Here’s some very interesting research on gerrymandering, especially relevant for pundits and journalists who have been citing gerrymandering as one of the main causes of today’s gridlock and government shutdown. Roughly speaking, Jowei Chen and Jonathan Rodden show that having a computer randomly draw up contiguous districts results in pro-republican allocations (due to the residential choices of republicans and democrats).
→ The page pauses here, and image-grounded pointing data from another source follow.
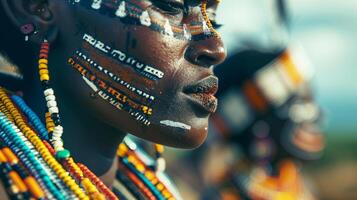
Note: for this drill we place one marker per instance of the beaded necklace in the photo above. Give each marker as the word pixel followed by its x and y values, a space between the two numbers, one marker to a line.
pixel 34 163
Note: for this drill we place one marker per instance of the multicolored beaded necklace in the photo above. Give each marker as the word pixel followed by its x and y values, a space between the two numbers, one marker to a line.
pixel 34 163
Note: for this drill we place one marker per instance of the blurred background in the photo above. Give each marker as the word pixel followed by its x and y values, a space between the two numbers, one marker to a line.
pixel 327 31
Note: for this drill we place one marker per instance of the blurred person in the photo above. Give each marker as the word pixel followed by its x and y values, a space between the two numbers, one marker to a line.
pixel 117 67
pixel 266 123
We show that in many urbanized states, Democrats are highly clustered in dense central city areas, while Republicans are scattered more evenly through the suburban, exurban, and rural periphery. We illuminate this pattern with an in depth case study of Florida and demonstrate that it holds up in many other states. Precincts in which Democrats typically form majorities tend to be more homogeneous and extreme than Republican-leaning precincts. When these Democratic precincts are combined with neighboring precincts to form legislative districts, the nearest neighbors of extremely Democratic precincts are more likely to be similarly extreme than is true for Republican precincts. As a result, when districting plans are completed, Democrats tend to be inefficiently packed in homogeneous districts.
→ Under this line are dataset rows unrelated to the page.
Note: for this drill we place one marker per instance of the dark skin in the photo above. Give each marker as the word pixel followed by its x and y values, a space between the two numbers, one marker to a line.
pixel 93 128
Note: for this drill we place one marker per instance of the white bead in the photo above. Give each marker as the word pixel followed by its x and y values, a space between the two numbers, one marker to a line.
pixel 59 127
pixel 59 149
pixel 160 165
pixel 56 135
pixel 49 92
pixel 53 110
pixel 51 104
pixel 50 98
This observation raises some vexing empirical questions: To what extent is observed pro-Republican electoral bias a function of human geography rather than intentional gerrymandering? To what extent might pro-Republican bias persist in the absence of partisan and racial gerrymandering?
The main contribution of this paper is to answer these questions by generating a large number of hypothetical alternative districting plans that are blind as to party and race, relying only on criteria of geographic contiguity and compactness. We achieve this through a series of automated districting simulations. The simulation results provide a useful benchmark against which to contrast observed districting plans. We show that in general, pro-Republican partisan bias is quite persistent in the absence of intentional gerrymandering. Moreover, consistent with our argument about human geography, we demonstrate that the highest levels of electoral bias against Democrats occur in states where Democratic voters are most concentrated in urban areas.